- 36°06′02″N 140°07′56″E﻿ / ﻿36.10056°N 140.13222°E
- Periods: Nara - Heian period
- Location: Tsukuba, Ibaraki, Japan
- Region: Kantō region

History
- Built: 8th-9th century AD

Site notes
- Elevation: 27 m (89 ft)
- Area: 95,872.98 m^{2} (1,031,968.2 sq ft)
- Public access: No

= Konda Kanga ruins =

Archaeological site in Japan

The Konda Kanga ruins (金田官衙遺跡, Konda kanga iseki) is an archaeological site with the ruins of a Nara to Heian period government administrative complex located in what is now the Kaneda and Higashioka neighborhoods of the city of Tsukuba in Ibaraki prefecture in the northern Kantō region of Japan. The site has been protected as a National Historic Site from 2004.

==Overview==
In the late Nara period, after the establishment of a centralized government under the Ritsuryō system, local rule over the provinces was standardized under a kokufu (provincial capital), and each province was divided into smaller administrative districts, known as (郡, gun, kōri), composed of 2–20 townships in 715 AD. Each of the units had an administrative complex, or kanga (官衙遺跡) built on a semi-standardized layout based on contemporary Chinese design.

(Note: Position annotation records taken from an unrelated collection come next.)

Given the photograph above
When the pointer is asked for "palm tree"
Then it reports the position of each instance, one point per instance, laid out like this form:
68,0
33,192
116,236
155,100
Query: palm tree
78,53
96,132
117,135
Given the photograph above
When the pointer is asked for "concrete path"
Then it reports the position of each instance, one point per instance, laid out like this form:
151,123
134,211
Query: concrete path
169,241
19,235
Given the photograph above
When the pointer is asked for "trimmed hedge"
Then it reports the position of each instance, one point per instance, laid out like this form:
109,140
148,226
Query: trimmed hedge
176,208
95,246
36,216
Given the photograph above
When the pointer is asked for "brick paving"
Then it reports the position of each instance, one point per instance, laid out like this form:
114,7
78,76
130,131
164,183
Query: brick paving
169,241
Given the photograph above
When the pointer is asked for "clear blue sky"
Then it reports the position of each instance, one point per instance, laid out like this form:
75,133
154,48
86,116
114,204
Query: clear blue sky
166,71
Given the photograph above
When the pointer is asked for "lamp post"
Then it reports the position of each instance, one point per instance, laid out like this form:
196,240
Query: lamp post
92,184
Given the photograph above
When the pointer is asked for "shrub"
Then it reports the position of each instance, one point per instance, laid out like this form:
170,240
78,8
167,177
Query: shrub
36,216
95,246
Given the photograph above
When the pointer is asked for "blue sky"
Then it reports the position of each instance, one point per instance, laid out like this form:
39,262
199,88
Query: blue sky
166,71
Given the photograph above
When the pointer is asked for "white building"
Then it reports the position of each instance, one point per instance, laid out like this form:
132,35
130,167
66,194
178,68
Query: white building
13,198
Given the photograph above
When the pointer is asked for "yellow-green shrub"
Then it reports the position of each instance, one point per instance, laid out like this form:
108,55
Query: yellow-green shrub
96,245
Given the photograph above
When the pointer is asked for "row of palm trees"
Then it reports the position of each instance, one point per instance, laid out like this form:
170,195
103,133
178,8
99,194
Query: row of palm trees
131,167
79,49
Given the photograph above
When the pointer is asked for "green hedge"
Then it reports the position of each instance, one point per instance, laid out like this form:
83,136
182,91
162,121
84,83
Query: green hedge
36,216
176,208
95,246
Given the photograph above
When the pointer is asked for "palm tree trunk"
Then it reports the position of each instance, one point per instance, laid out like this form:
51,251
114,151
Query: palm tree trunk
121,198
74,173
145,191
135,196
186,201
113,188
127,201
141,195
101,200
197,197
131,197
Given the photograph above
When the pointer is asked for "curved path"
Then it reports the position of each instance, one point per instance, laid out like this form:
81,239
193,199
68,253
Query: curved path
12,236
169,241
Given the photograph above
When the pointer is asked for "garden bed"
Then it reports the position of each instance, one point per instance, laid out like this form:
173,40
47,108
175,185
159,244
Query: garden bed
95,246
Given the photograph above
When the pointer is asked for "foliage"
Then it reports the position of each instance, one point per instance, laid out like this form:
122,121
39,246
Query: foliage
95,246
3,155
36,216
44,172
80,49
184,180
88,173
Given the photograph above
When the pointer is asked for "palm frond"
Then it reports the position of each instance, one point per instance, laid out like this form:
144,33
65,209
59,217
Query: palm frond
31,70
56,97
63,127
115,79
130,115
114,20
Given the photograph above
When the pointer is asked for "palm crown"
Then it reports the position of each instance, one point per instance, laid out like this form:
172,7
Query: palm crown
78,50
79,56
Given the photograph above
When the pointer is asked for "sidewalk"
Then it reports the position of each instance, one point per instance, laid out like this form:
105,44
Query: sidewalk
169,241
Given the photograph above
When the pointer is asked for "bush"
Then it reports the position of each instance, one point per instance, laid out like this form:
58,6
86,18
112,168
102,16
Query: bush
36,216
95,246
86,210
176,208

The Konda Kanga ruins are located on the edge of a plateau, approximately 15 kilometers south of Mount Tsukuba, overlooking the east side of the alluvial lowland in the Sakuragawa basin that extends from the foot of Mount Tsukuba towards Lake Kasumigaura. The ruins were discovered during expansion work on the schoolyard of Sakura Junior High School in 1959. The traces of several pillared building foundations along with a large amount of carbonized rice was found. Per an archaeological excavation in 1984, the platforms for the central building and a large quantity of roof tiles were uncovered. Further excavations were conducted in 1999 and 2002, which confirmed the layout to be that of a local administrative center, presumably that of ancient Kawachi-gun in Hitachi Province.

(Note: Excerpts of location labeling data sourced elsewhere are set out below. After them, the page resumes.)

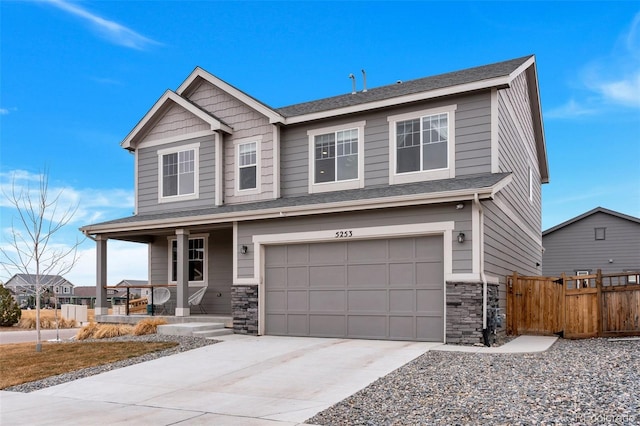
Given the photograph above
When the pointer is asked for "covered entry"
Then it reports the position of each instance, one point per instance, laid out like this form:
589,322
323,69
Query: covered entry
390,288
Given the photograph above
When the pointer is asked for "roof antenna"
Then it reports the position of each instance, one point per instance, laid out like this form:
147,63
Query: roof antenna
364,84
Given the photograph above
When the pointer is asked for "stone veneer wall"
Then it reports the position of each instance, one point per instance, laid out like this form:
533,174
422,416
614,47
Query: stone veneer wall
244,307
464,311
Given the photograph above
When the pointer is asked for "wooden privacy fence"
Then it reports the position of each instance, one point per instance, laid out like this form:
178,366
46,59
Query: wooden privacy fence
575,307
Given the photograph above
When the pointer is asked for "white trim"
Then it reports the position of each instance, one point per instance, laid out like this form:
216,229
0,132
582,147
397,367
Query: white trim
276,161
336,207
236,167
495,133
214,124
273,116
422,175
219,174
178,138
205,272
451,90
195,147
393,231
337,185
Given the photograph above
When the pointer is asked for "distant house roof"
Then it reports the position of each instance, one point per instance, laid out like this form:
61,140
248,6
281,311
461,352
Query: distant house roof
412,193
30,280
590,213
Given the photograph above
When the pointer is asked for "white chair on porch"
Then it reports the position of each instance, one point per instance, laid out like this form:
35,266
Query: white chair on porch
158,297
196,299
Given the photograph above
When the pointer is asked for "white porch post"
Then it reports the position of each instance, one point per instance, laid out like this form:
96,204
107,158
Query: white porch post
102,303
182,273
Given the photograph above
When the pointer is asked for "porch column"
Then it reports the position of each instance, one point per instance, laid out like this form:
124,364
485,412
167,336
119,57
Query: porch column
182,273
102,303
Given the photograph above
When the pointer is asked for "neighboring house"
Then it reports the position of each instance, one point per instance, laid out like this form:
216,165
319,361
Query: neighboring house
598,239
24,286
389,213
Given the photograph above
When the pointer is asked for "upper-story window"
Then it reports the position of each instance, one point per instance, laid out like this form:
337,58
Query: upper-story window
247,152
178,173
422,145
336,157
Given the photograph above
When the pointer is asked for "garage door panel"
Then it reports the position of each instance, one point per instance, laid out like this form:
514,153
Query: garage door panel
327,276
367,250
402,274
367,300
402,301
327,325
429,301
367,276
297,301
367,326
327,300
377,289
327,253
402,327
298,277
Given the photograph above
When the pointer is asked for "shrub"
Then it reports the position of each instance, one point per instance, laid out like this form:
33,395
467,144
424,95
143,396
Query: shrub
148,326
10,312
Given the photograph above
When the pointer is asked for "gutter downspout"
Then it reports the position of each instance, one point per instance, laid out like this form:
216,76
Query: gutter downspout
483,277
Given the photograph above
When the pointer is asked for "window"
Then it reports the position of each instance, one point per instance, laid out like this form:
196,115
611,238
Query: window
336,157
422,145
247,165
197,258
178,173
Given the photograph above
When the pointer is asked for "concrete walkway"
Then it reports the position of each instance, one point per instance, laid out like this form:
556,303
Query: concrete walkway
244,380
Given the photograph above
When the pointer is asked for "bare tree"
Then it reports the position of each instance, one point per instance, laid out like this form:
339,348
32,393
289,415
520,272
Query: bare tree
31,249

The ruins consist of three separate areas:

- Shōsōin (Konda Nishitsubo B ruins) - The foundations of a large number of raised floor granaries for storing tax rice, located within an enclosure measuring 110 meter east–west, by 310 meters north–south, surrounded by a moat with a three-meter width and a 1.3 meter depth. The schoolyard where ruins and carbonized rice were discovered in 1959 is the northern half of this complex.
- Kanga (Konda Nishi ruins) - Over 100 pillar foundations for at least four of buildings, arranged in a "L" shape, along with the remnants of a well and fence lines
- Kuju Higashioka temple ruins - The foundations of a Buddhist temple, from which a large number of roof tiles were found. A Buddhist temple located outside the main enclosure was part of the standardized layout of a county-level administrative complex.

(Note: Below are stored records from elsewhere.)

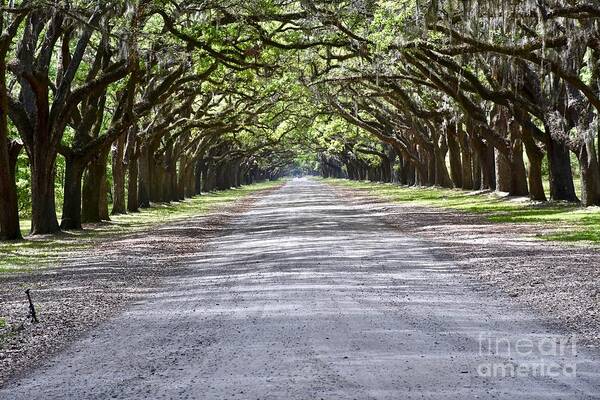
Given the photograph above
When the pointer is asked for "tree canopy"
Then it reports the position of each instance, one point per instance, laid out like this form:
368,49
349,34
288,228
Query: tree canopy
146,101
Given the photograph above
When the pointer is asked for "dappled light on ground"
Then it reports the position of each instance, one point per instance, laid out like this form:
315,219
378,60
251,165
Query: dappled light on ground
309,296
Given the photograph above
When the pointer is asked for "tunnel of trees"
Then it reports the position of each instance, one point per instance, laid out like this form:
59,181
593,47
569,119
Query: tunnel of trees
108,107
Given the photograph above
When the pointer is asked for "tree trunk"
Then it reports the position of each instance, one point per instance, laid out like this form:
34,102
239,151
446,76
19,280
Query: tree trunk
71,212
456,168
590,174
43,206
467,162
144,177
561,175
133,203
94,208
118,172
10,228
503,172
534,173
517,167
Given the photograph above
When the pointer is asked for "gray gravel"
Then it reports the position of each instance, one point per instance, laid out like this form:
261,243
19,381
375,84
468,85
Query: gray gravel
312,296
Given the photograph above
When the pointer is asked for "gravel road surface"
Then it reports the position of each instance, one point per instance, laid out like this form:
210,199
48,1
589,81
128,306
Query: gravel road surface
311,296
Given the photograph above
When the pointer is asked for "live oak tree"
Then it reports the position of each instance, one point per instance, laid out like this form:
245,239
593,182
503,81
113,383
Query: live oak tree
144,101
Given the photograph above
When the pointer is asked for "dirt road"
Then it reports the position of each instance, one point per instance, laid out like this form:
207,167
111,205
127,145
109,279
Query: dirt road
309,296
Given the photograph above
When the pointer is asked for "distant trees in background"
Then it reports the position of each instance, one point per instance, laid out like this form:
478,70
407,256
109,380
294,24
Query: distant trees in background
110,106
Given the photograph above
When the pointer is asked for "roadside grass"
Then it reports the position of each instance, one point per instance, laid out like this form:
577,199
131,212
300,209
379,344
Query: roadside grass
572,222
41,252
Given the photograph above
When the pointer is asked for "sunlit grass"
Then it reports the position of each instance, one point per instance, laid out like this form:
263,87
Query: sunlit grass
572,222
40,252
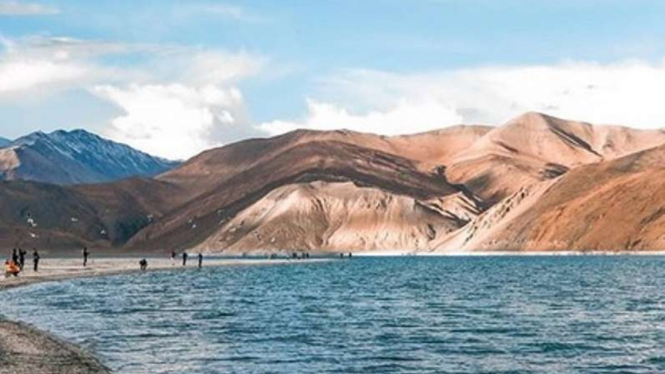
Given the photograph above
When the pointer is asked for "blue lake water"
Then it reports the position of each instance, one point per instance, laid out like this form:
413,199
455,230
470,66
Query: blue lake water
368,315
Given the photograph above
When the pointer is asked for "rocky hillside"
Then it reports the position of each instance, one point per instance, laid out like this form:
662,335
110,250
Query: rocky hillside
75,157
537,183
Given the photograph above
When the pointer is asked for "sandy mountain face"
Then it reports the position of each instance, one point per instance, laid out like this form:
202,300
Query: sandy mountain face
75,157
535,183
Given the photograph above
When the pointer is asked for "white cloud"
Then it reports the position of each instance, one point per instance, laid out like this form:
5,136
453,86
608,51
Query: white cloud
628,93
42,64
174,121
211,67
404,117
16,8
174,102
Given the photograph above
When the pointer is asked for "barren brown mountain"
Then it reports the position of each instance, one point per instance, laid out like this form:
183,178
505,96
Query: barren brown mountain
535,183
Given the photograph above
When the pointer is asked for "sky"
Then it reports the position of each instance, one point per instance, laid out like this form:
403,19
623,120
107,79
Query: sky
174,78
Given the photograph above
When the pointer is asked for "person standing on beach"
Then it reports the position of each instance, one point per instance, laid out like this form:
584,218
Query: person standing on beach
21,258
85,256
35,259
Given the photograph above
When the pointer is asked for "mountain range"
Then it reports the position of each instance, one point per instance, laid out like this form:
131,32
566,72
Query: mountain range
536,183
74,157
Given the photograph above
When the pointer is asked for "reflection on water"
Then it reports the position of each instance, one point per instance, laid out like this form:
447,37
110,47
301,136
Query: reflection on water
378,315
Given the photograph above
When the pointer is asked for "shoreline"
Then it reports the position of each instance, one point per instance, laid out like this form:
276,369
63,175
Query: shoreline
24,349
506,253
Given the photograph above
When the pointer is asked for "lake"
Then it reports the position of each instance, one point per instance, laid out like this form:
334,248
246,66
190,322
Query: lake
541,314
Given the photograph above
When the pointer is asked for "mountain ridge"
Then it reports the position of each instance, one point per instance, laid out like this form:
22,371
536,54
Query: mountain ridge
463,188
75,157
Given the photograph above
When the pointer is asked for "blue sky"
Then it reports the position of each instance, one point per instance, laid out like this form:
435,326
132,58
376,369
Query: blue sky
176,77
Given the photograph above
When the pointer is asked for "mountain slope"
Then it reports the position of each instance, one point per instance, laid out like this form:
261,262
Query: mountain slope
535,183
73,158
60,218
252,172
535,147
616,205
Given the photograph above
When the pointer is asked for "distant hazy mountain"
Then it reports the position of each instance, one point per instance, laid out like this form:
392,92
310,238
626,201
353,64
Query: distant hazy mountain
75,157
536,183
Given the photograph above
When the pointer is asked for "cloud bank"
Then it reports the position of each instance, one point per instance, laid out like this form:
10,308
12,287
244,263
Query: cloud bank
627,93
16,8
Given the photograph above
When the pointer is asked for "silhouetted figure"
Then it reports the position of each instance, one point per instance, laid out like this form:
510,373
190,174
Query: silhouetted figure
21,258
11,268
35,259
85,256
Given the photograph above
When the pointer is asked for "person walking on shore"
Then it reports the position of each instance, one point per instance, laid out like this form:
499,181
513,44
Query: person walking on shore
21,258
35,259
85,256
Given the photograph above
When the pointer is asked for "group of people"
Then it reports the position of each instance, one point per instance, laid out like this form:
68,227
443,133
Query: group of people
16,263
143,264
174,255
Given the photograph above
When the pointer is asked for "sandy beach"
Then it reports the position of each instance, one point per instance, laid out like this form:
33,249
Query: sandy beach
24,349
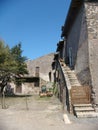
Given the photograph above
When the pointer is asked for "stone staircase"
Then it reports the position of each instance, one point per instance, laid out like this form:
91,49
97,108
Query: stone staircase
79,95
84,110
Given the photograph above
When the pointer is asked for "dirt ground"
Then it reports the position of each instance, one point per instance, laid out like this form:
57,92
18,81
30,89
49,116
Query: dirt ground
35,113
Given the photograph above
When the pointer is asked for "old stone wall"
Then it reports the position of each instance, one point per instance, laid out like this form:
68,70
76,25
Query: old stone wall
78,41
91,10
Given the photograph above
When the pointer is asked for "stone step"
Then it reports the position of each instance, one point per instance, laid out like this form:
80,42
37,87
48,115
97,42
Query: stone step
82,105
81,109
91,114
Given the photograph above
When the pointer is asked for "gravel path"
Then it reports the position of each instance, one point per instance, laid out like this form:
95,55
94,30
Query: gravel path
42,114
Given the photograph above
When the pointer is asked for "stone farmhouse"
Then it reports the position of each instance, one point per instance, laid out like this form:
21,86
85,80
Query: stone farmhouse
75,63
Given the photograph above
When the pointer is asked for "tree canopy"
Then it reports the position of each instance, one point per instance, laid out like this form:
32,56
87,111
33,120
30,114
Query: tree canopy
12,63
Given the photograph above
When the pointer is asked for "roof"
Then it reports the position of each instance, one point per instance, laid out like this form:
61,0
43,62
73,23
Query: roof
72,13
74,8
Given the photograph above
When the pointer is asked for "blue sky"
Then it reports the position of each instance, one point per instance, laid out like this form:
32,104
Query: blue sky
34,23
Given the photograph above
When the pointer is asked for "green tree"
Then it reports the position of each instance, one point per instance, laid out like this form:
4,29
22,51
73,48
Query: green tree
12,64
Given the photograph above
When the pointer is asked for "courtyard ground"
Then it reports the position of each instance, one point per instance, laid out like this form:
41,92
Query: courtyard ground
40,114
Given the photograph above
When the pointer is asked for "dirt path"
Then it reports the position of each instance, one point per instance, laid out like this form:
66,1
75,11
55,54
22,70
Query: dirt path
43,114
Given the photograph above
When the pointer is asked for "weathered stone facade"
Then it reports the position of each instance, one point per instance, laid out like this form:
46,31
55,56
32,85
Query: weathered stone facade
91,10
80,49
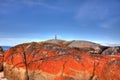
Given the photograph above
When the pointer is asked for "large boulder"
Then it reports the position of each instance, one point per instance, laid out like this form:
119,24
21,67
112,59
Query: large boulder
48,61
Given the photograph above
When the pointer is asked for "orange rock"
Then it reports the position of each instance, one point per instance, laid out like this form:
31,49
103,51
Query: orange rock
49,61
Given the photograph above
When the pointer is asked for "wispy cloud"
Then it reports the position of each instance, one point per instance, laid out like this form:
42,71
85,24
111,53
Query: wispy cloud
7,5
111,23
15,41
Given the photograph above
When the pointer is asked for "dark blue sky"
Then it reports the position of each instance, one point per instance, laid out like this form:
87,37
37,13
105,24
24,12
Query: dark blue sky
36,20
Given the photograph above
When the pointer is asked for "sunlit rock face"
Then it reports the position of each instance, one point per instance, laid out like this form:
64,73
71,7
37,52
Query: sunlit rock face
1,58
58,61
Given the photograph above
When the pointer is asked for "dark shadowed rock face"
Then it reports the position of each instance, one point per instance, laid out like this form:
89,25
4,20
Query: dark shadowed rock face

It appears that the site was occupied from the eighth through the end of the ninth centuries. It is uncertain when the complex was abandoned. The site was backfilled after excavation, and is now an empty field located about 15 minutes by car from Tsukuba Station on the Tsukuba Express. The Hirasawa Kanga ruins are located 9 kilometers to the northwest.